La police de Ferguson teste le "pistolet de la deuxième chance"

25/02/15 à 12:32 - Mise à jour à 12:30

Alors que l'image de la police de la ville de Ferguson dans le Missouri se ternit depuis 2014, une société américaine décide de leur faire tester une nouvelle arme. L' "Alternative" permettrait aux policiers de tirer une balle non létale pour maîtriser leur cible.

La police de Ferguson teste le "pistolet de la deuxième chance"

Capture d'écran © Alternative Ballistics

En août 2014, Ferguson est devenu le lieu de nombreuses émeutes à la suite du décès de Michael Brown, un Afro-Américain âgé de 18 ans tué par la police locale.

Depuis début février, comme le révèle Rue89, les policiers de la ville testent une nouvelle arme qui permettrait d'éviter que le premier tir d'une arme de poing ne soit mortel. Baptisé "Alternative", le procédé a été inventé par la société américaine "Alternative Ballistics".

Le dispositif

L'invention consiste en une sorte de prothèse orange qui se fixe sur le canon de l'arme. Cet embout pourrait être installé sur le pistolet en seulement trois secondes. Une fois mis en place, une boule composée de métal à l'intérieur et de plastique à l'extérieur permettrait de ralentir la première balle tirée par l'arme.

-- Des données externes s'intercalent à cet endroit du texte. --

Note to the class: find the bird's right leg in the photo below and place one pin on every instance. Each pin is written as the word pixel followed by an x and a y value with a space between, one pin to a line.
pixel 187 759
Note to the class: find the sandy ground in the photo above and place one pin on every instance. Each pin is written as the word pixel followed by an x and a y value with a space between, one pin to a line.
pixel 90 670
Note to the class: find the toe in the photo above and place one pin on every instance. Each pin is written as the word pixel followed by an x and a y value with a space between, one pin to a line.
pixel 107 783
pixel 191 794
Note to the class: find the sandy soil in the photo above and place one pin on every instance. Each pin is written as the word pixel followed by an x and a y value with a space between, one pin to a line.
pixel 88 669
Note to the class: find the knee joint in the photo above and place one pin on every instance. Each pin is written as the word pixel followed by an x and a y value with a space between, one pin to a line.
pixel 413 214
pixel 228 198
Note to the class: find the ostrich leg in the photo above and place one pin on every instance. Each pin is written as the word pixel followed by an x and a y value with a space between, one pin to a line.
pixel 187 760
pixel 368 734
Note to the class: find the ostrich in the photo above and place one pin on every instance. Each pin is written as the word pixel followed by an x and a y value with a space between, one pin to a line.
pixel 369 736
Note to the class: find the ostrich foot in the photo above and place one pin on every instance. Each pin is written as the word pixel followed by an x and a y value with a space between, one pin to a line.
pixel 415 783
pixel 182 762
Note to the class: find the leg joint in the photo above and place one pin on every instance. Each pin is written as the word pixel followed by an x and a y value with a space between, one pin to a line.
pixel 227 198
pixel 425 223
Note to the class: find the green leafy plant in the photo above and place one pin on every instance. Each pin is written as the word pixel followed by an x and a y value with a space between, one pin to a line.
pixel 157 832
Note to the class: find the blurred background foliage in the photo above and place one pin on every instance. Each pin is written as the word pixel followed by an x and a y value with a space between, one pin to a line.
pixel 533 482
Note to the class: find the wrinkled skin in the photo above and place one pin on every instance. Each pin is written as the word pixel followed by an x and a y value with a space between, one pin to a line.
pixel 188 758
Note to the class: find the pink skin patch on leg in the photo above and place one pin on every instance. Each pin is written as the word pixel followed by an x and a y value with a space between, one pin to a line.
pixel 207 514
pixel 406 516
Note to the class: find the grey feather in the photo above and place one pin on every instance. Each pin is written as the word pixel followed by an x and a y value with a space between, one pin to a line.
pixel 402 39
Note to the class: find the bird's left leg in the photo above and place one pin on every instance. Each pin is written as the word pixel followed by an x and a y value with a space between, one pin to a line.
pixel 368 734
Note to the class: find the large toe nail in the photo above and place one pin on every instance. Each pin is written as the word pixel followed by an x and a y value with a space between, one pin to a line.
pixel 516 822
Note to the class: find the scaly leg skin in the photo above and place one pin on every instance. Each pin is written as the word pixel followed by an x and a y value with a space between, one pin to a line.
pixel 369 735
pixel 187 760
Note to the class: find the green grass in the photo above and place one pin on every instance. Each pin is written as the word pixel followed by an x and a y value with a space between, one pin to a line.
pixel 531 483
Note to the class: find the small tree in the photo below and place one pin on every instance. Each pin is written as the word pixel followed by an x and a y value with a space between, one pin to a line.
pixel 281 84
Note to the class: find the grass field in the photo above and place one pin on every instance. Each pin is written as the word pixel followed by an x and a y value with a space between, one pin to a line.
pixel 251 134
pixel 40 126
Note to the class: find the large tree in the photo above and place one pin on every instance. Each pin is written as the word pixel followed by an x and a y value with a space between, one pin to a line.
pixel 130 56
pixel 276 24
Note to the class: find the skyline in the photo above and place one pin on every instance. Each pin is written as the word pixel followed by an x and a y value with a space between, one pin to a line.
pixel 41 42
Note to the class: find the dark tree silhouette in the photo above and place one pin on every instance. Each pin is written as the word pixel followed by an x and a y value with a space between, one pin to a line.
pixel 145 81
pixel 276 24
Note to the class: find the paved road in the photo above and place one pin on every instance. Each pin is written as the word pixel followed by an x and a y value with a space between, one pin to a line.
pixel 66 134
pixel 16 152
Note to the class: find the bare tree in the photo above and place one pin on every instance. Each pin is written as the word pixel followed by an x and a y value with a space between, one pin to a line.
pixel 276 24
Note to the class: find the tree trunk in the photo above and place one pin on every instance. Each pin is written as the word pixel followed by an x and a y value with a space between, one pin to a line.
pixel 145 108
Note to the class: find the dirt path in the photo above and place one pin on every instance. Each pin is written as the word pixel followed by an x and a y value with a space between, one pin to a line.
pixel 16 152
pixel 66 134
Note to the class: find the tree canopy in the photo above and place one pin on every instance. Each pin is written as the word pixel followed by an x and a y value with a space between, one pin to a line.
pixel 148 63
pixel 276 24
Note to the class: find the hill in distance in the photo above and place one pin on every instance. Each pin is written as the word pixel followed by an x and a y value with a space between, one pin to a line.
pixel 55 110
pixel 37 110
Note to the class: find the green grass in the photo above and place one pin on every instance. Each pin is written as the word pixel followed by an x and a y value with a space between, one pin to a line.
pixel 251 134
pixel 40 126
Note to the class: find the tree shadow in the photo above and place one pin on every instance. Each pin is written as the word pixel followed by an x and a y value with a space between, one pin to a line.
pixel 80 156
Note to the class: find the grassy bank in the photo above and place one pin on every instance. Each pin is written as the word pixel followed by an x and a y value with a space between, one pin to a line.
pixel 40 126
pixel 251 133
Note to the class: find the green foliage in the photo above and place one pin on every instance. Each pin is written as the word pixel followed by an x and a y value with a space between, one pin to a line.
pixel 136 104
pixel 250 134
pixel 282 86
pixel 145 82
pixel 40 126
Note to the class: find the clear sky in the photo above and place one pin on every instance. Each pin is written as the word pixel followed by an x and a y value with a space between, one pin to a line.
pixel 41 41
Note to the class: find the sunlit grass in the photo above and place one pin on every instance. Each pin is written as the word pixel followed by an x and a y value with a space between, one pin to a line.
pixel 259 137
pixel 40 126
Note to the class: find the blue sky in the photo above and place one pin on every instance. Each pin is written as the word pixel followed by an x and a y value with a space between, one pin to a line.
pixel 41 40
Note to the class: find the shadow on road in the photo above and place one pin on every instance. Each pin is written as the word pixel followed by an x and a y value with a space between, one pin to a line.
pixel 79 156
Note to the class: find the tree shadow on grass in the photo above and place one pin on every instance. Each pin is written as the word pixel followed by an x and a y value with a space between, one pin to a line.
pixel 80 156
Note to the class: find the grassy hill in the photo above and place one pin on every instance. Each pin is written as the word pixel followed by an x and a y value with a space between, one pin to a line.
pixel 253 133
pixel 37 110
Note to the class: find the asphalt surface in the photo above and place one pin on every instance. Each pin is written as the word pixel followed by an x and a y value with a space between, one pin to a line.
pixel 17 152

Si la balle est tirée, celle-ci voit sa vitesse se réduire par 5 par rapport à la vitesse normale, comme l'explique CNN. L'embout servirait ainsi d'airbag, provoquant une atténuation de l'impact et permettant une neutralisation de la cible. Même si le risque de tuer est réduit, il n'est pas totalement éliminé. Ce premier tir, atténué, enlève ensuite la prothèse pour que les tirs suivants soient, quant à eux, tout à fait normaux.

Une vraie solution ?

Comme le précisent les concepteurs, l'enjeu de ce dispositif est d'offrir une seconde chance, aussi bien à l'officier de police qu'à la personne en face. Ferguson est actuellement la seule ville à faire tester ce dispositif à ses officiers. Selon le journal régional UT San Diego, qui cite le concepteur Christian Ellis, "deux autres services de police, dans l'Ohio et en Californie " s'apprêtent aussi à suivre le même entraînement.

L'idée ne fait toutefois pas encore l'unanimité aux Etats-Unis, étant donné qu'elle n'a encore jamais été testée en conditions réelles et que la mise en place du dispositif laisse perplexe. Il faudra attendre les premiers retours pour juger de la capacité de ce nouveau mécanisme.